Edwards descendants tried to claim this billion-dollar fortune from at least 1870 to as late as 1999, and spent an entire century looking for proof in both American and British records, only to find they had been duped by their own lawyers into giving up millions of dollars in legal and membership fees in what may have been genealogy's greatest scam. The original scam in 1870 claimed the lease dated to the 1760s and had just recently expired; as later iterations of the scam appeared in the 1890s, the date of the mythical lease was moved forward to 1778.

 The Daily Phoenix, South Carolina. Sep. 6, 1870.

Though the Edwards Estate scam was crushed by two courts and the New York state legislature, a good story doesn't die easily. Internet genealogists and leaf clickers at Ancestry.com have resurrected the legend of Thomas Nathaniel Edwards and assured his survival in the digital age. Most simply copy GEDCOMs and trees from Rootsweb and Ancestry as they find them; others add erroneous DNA connections to other Edwards cousins who have the same cut-and-pasted data.

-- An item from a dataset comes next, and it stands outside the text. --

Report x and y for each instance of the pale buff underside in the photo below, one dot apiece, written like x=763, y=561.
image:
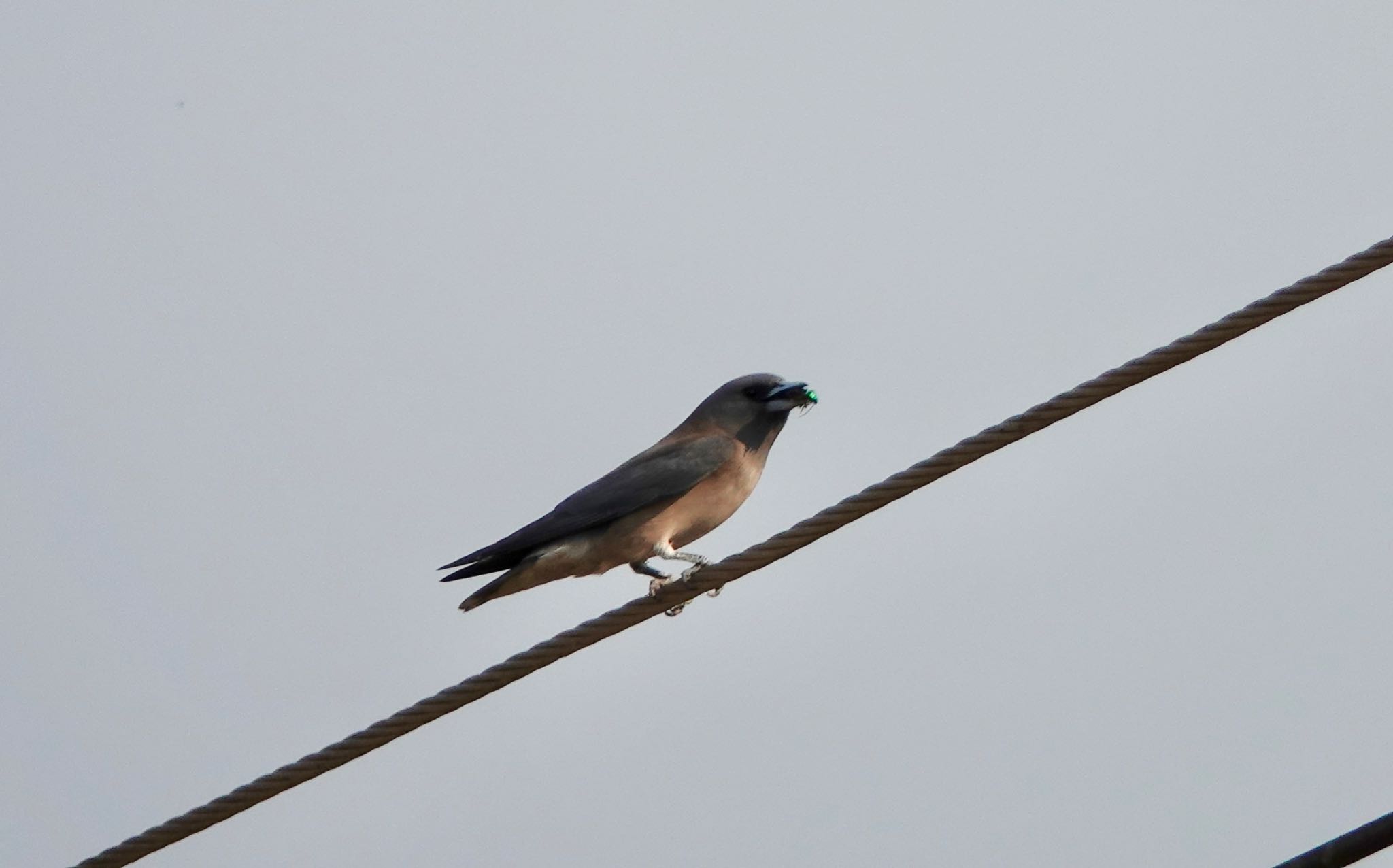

People love a good mystery, and like the 200-year-long dig for buried treasure on Oak Island that has left the entire place in shambles, they'll keep digging up this fake genealogy, leaving a mess for others to clean up.

For the last century or so, an alarming number of Edwards genealogists have appropriated certain "gateway ancestors"--real human beings named Edwards whose origins are unknown or disputed-- and tacked them onto the fictitious Edwards Heirs lineage. These genealogists always assert their relation to TNE with no sources or argument proving these relationships. You have to admire their confidence, but the reality, as I will show below, is that there is indeed proof that many of these gateway ancestors have actual, documented parents and other relatives.

I'll give a few gateway examples here:

Ambrose Edwards (d.1810) of King William Co., VA

Long before there was ever mention of a Thomas Nathaniel Edwards, the Edwards Fortune scam was rooted in the family of Ambrose Edwards. As far back as June 1891, the Philadelphia Times reported "the Edwards Family of King William County have sent lawyers to New York to institute a suit to recover the estate of Robert Edwards, valued at $205,000,000. Robert Edwards was a brother of Ambrose Edwards, founder of the King William family. Before the Revolution he bought sixty acres of land from the Dutch in New York and leased it in three parcels. The leases have just expired."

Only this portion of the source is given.